President Bush signs FAA reauthorization bill
President George W. Bush late last week signed the FAA's four-year reauthorization bill into law, setting spending priorities and limits for the agency. The bill finally cleared the Senate after the FAA promised not to privatize any jobs currently performed by FAA employees for the rest of the fiscal year (until September 30, 2004).
"Much of what AOPA fought for survived into the final bill, and that's good for general aviation," said AOPA President Phil Boyer. "We're pleased that there is short-term protection against privatizing air traffic control. But the reauthorization act lacks the long-term protection we want."
[Read an overview of the reauthorization bill with an explanation of AOPA's position.]
The positives in the reauthorization bill include: a third-party review before the TSA can revoke an airman's certificate for security reasons, offering protection to pilots from the "pilot insecurity rule"; the Meigs Legacy amendment, which prohibits closure of an airport without sufficient notice; and more than $14 billion for airport construction, much of that earmarked for general aviation airports.
AOPA worked to include all of these provisions in the bill.
Both the House and Senate versions of the bill originally contained legislative prohibitions against privatizing air traffic control.
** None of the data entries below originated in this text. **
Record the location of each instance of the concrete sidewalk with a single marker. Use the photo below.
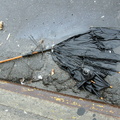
(20, 102)
(10, 113)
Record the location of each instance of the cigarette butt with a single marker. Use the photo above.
(52, 71)
(1, 25)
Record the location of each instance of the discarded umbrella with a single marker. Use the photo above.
(87, 57)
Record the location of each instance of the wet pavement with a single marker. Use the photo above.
(51, 21)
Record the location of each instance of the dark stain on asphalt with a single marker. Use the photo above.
(81, 111)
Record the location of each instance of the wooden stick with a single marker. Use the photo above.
(14, 58)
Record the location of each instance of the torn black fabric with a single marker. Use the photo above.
(89, 57)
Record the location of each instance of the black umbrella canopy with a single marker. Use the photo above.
(89, 57)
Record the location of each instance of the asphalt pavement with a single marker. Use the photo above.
(27, 23)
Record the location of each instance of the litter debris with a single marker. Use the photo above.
(52, 72)
(8, 36)
(1, 25)
(87, 58)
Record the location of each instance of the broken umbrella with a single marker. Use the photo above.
(88, 57)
But when the bills arrived in conference committee, those prohibitions were stripped out because the Bush administration threatened a veto over the privatization issue. It was at that point that AOPA, unlike most other aviation organizations, withdrew its support for the bill.
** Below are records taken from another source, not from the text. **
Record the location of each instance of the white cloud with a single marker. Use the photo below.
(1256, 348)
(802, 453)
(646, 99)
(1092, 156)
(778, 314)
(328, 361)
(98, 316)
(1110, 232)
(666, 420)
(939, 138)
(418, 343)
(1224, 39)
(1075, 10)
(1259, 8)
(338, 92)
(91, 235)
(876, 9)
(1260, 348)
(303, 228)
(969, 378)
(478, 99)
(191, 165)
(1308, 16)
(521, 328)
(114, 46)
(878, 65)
"User fees and privatizing air traffic control are hot-button issues for our members," said Boyer.
The promise from FAA does stop privatization for a little under a year. And FAA Administrator Blakey has repeatedly said that there are no plans to turn air traffic control and separation (outside of the existing contract tower program) over to private industry.
"It's clear that the privatization issue is far from dead," said Boyer. "We will have our work cut out for us in the future."